İmam Ahmed El-Hasan (aleyhisselam) İncil'den yanlış yaptığı başka bir
Peygamberden başka bir örnek vermiştir. O, İsa'nın (aleyhisselam) yaşamı
boyunca birçok hata yaptığını söylemiştir. Bunlardan biri, çarmıha gerilmeye
dayanamaması, çarmıha gerilmek istememesi ve Allah'ın çarmıha gerilme
emrini kaldıramamasıdır. Ve bu İncil'de açıkça gösterilmiştir.
Bu, Benzer'in İsa'dan daha iyi olduğu anlamına gelmez. Aksine, İsa ve Ulül-
Azim, Benzer'den ve belki de diğerlerinden çok daha iyidir. Ve şimdi size
peygamberlerin sadece Kur'an'dan ve İncil'den olan hatalarını zikrettik.
Gerçekten sizden gizlenen daha büyüktür. Ve bütün övgüler Allah'a aittir.
Allahın salatı ve selamı Muhammed ve Al-i Muhammed’in, İmamların ve
Mehdilerin üzerine olsun.
Doğuştan masum olanlar büyük günahlar yapmaz, bu imkansızdır, fakat
sonradan masumiyet kazananlara gelince, bu mümkündür, ta ki onlar da
masumiyet kazanıncaya kadar. Ahmed El-Hasan (aleyhisselam) buyurdu ki,
bugün mevcut olan Ahmed El-Hasan’ın bu enkarnasyondaki masumiyeti,
kazanılmış masumiyettir.

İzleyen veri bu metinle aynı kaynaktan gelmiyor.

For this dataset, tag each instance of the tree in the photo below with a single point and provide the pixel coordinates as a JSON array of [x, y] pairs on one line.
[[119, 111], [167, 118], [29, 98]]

Ona nasıl masum olmayı öğreten onun babası İmam
Muhammed bin Hasan’dır (aleyhisselam). İmam Mehdi (aleyhisselam) onunla
konuştu ve onu, kardeşi İsa bin Meryem (aleyhisselam) ile birlikte disipline etti.
Ruhun her enkarnasyonda değişip değişmemesine gelince, değişmeyen ve
sabit kalan tek şey ruhtur. Evet, doğduğu devire, etkilere, bulunduğu ortama,
geleneklere ve ailesine vb. koşullara bağlı olarak o ruh için farklı imtihanlar ve

7
zorluklar vardır, fakat ruh aynı kalıyor. Bir bedende gelen bir ruh, yeryüzünde
birçok farklı zamanlarda enkarne ediyor.
Ahmed El-Hasan (aleyhisselam) bugün 14 masumdan biri olarak gelmemiştir,
yani Ahmed El-Hasan olarak, isim olarak. Fakat o, Musa El-Kazım
(aleyhisselam) ve Hüseyin (aleyhisselam) olarak 14 masumdandır ve o zamanlarda
onun masumiyeti zati masumiyetti.
Allahın selamı, rahmeti ve bereketleri üzerinize olsun. Allahım, Muhammed
ve Al-i Muhammede, İmamlara ve Mehdilere salat eyle.